Areim has a value-add profile and is underwriting deals in several sectors. While it’s staying away from retail, it’s actively bidding on office assets, residential and light industrial development sites.

“We’re trying to reflect what the competitive situation is for the different assets that we’re competing for, but we’re not fishing for distress,” Heidtmann said. 

“We’re probably opportunistic in terms of being open to all kinds of opportunities, but we’re really value-add when it comes to how we underwrite our deals. And in times like these, we’re emphasizing the downside as much as the upside potential.” 

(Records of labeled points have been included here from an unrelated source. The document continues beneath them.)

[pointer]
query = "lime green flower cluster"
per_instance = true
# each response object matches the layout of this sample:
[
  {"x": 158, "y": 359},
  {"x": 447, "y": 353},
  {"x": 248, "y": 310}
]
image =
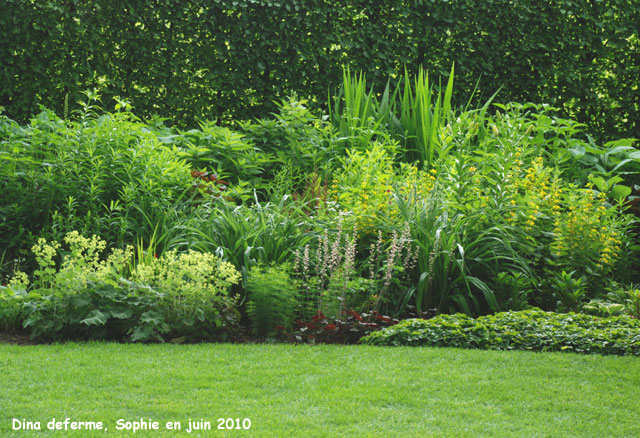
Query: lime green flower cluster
[{"x": 191, "y": 273}]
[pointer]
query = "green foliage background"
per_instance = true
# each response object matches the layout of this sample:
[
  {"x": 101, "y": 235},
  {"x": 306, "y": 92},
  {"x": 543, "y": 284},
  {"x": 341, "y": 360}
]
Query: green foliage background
[{"x": 229, "y": 59}]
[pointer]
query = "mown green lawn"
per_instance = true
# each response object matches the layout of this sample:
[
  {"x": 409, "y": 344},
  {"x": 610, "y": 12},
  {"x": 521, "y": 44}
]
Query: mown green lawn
[{"x": 320, "y": 391}]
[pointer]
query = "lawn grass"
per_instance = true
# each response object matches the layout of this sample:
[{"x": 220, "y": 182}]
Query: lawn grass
[{"x": 321, "y": 391}]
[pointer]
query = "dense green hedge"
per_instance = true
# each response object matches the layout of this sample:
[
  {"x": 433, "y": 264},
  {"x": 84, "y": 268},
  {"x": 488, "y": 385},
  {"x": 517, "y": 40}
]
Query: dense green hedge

Heidtmann believes there’s a lot of growth potential for Nordic data centres due to green energy use, available land, cooler temperatures, well-developed energy grids and data highways, and the growing impact of regenerative artificial intelligence.

Brookland

Nassar Hussain is founder and partner at Brookland, a real estate investment banking firm that has provided independent and specialist advisory services and capital raising solutions in Europe since 2009.

Hussain said there’s a refinancing gap in European real estate estimated at €90 billion. This has created stress in the system and caused a flight to quality where banks are focused on the best sponsors and deals.

“There’s actually quite extreme liquidity chasing those deals that have very tight yields, but that’s not the case for the rest of the market,” Hussain said. “So at times like this, alternative lenders really come to perform.

“It’s been a great opportunity for debt funds to deploy and, from a risk-reward perspective, they’re generating far higher returns for probably the same or less risk than they were.”

Not surprisingly, there are issues involving lenders and the office sector and some borrowers are being pressured to sell assets.

“We’re seeing substantial drops in value where it’s very difficult to negotiate a restructuring or where sponsors feel that they can’t actually support the deal,” Hussain said.

“Based on the transactions we’re seeing, it’s very difficult to see how we’re not going to see more distress next year.”  

Slate Asset Management

Peter Tsoulogiannis is a partner at Slate Asset Management, a global investment and asset management firm that has $13 billion in AUM.

Though headquartered in Toronto, about two-thirds of Slate’s business is in Europe and the U.S.

Slate has a major presence in Germany and is also active in Nordic countries, and is quite focused on grocery-anchored and essentials-based retail assets.

“Valuations in a higher-interest-rate environment are lower, the question is how much lower and what is going on with the underlying real estate fundamentals,” Tsoulogiannis said, noting fundamentals remain good in many asset classes.

The base interest rate in Europe is three per cent versus 5.5 per cent in the U.S., so the funding gap isn’t as large. 

“This year we’ve bought over a billion euros of real estate within Europe,” Tsoulogiannis said, “and we can do that with positive leverage at valuations that may be 30 to 40 per cent off where they were before.

“The operating fundamentals were great, it was just the capitalization change, and the banks are willing to step in to finance that.

“We’ve been able to raise capital and deploy it, so we very much see an opportunity in Europe on the equity side — more so than we do in the U.S.”